Can the argument of an algebraic number be an irrational number times pi? This is mainly out of curiosity.  Let $\nu$ be an algebraic number.  Can Arg($\nu$) be of the form $\pi \times \mu$ for an irrational number $\mu$?
 A: Niven's theorem implies that there are many examples, for instance $\frac{3}{5}+\frac{4}{5}i$.
A: Yes.  Try $\alpha + i \beta$ where $\alpha$ and $\beta$ are rational and nonzero and $\arctan(\beta/\alpha)$ is not a rational multiple of $\pi$.  The only cases where $\theta/\pi$ and $\tan(\theta)$ are both rational are the "obvious" ones where $\tan(\theta) \in \{ 0, \pm 1\}$.

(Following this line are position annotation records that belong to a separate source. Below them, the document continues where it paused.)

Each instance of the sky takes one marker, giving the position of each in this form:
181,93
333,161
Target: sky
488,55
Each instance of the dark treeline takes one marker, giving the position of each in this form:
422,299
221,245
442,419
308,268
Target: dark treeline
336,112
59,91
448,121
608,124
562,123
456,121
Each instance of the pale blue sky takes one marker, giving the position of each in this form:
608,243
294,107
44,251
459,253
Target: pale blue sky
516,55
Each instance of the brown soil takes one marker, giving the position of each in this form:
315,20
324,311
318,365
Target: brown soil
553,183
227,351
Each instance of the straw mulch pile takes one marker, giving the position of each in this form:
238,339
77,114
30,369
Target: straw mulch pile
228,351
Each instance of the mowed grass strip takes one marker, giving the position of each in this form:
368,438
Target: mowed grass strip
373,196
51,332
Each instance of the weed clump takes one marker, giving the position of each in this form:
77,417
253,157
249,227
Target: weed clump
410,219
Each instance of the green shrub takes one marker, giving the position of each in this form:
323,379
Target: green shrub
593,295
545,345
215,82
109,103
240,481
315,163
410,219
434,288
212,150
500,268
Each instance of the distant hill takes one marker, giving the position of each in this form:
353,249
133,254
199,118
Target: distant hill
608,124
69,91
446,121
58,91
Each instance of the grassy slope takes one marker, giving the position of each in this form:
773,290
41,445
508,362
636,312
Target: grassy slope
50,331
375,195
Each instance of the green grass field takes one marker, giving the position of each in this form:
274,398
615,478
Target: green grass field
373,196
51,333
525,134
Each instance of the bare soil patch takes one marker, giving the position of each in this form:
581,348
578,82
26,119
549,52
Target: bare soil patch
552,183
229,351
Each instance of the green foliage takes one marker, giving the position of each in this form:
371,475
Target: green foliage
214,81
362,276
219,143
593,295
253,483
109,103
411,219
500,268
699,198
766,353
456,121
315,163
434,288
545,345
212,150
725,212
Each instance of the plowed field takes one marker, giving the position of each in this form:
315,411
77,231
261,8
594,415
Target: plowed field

However, $\mu$ can't be an irrational algebraic number.  This follows from the 
Gelfond-Schneider theorem, since $\nu/|\nu| = e^{i\mu \pi}$ is a value of $(-1)^\mu$.
A: To extend @ChrisEagle’s answer without using Niven, let me point out that any nonreal Gaussian integer off the lines $y=\pm x$ will give an example of $z$ with $\arg z=\lambda\pi$ and $\lambda$ irrational, because of unique factorization in the Gaussian integers. For, notice that the $\lambda$ above is rational if and only if $z^m$ is real for some positive integer $m$. And yet a Gaussian integer is real if and only if it is of the form
$$
2^r\prod_jq_j\prod_k(\rho_k\bar\rho_k)\,,
$$
where the $q_j$ are ordinary primes congruent to $3$ modulo $4$ and each $\rho_k\bar\rho_k$ is an ordinary prime congrent to $1$ mod $4$, just as $13=(3+2i)(3-2i)$. Note that $\rho_k$ and $\bar\rho_k$ are different Gaussian primes, i.e. not related by a unit factor. So take your $z$ satisfying the conditions I specified at the outset; then its factorization into primes must involve at least one $\rho$ that’s not matched by a $\bar\rho$, and every power of $z$ satisfies this condition as well, so is not real.